Thank you in advance for your help.


----------



## DVR_Dave (Apr 19, 2017)

TivoBearSoCal said:


> So does anyone know which drive is best to buy?


The recommended drives are:

Toshiba 1TB model MQ01ABD100V

Toshiba 3TB model MQ03ABB300

Also Toshiba 2TB model MQ03ABB200, but they are OOS.

If you decide against the above, just make sure the drive is CMR, not SMR.


----------



## tommage1 (Nov 6, 2008)

TivoBearSoCal said:


> Hi All.
> 
> This morning I got the dreaded "4 lights blinking" on my Bolt.
> 
> ...


It is POSSIBLE it could be the power supply but unlikely since a Bolt, usually marginal Roamio 2a power supplies that fail/partially fail, the Bolt comes with 3a.
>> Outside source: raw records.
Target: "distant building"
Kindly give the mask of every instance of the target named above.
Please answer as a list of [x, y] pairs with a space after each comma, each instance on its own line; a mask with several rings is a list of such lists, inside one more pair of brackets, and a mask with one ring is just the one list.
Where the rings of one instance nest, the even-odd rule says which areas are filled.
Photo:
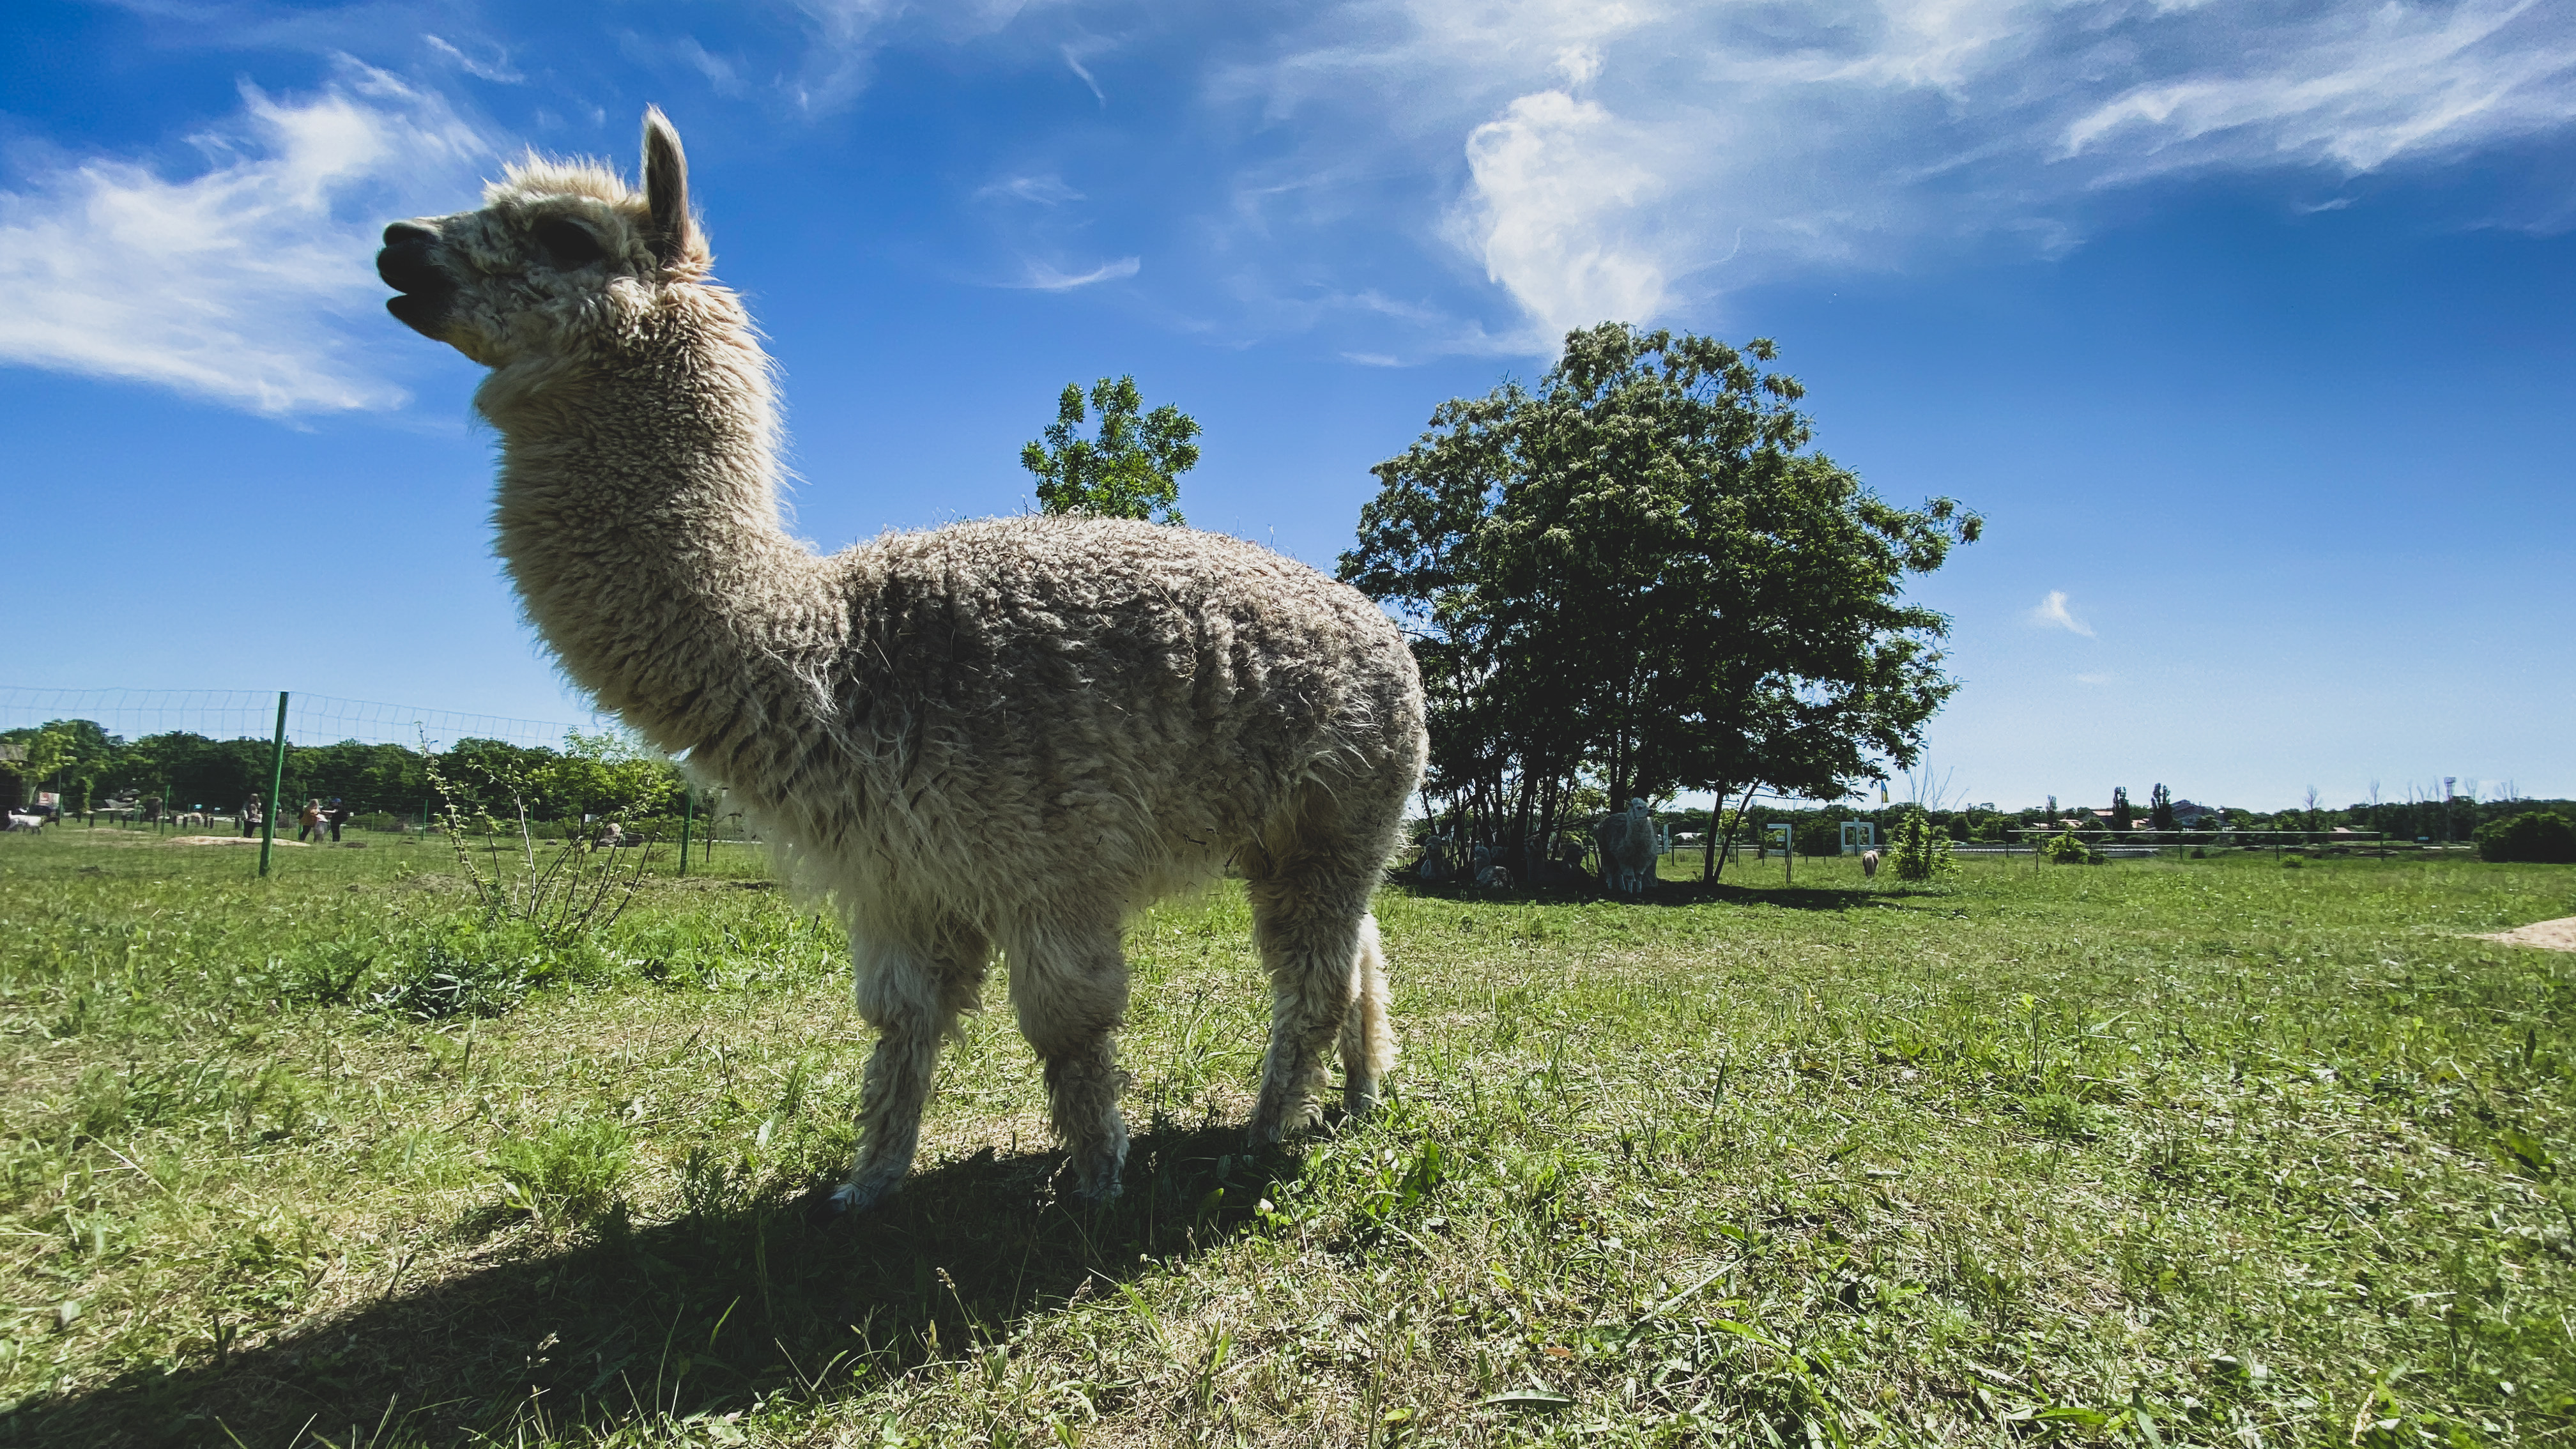
[[2174, 826], [2180, 830], [2216, 830], [2227, 824], [2227, 812], [2215, 805], [2194, 805], [2188, 800], [2173, 802]]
The 3TB Toshiba listed above is a CMR drive and should be new old stock from what I see, a STEAL at that price (around $60?)


----------



## TivoBearSoCal (6 mo ago)

DVR_Dave said:


> The recommended drives are:
> 
> Toshiba 1TB model MQ01ABD100V
> 
> ...


Thank you for the info. I rarely use the DVR part of Tivo, so I guess I will get the 1 TB.


----------



## TivoBearSoCal (6 mo ago)

tommage1 said:


> It is POSSIBLE it could be the power supply but unlikely since a Bolt, usually marginal Roamio 2a power supplies that fail/partially fail, the Bolt comes with 3a. The 3TB Toshiba listed above is a CMR drive and should be new old stock from what I see, a STEAL at that price (around $60?)


I see. Well thank you for your input. I've been reading about high temps being an issue, so I might try to find some sort of external fan to add to my system.


----------



## DVR_Dave (Apr 19, 2017)

TivoBearSoCal said:


> Thank you for the info. I rarely use the DVR part of Tivo, so I guess I will get the 1 TB.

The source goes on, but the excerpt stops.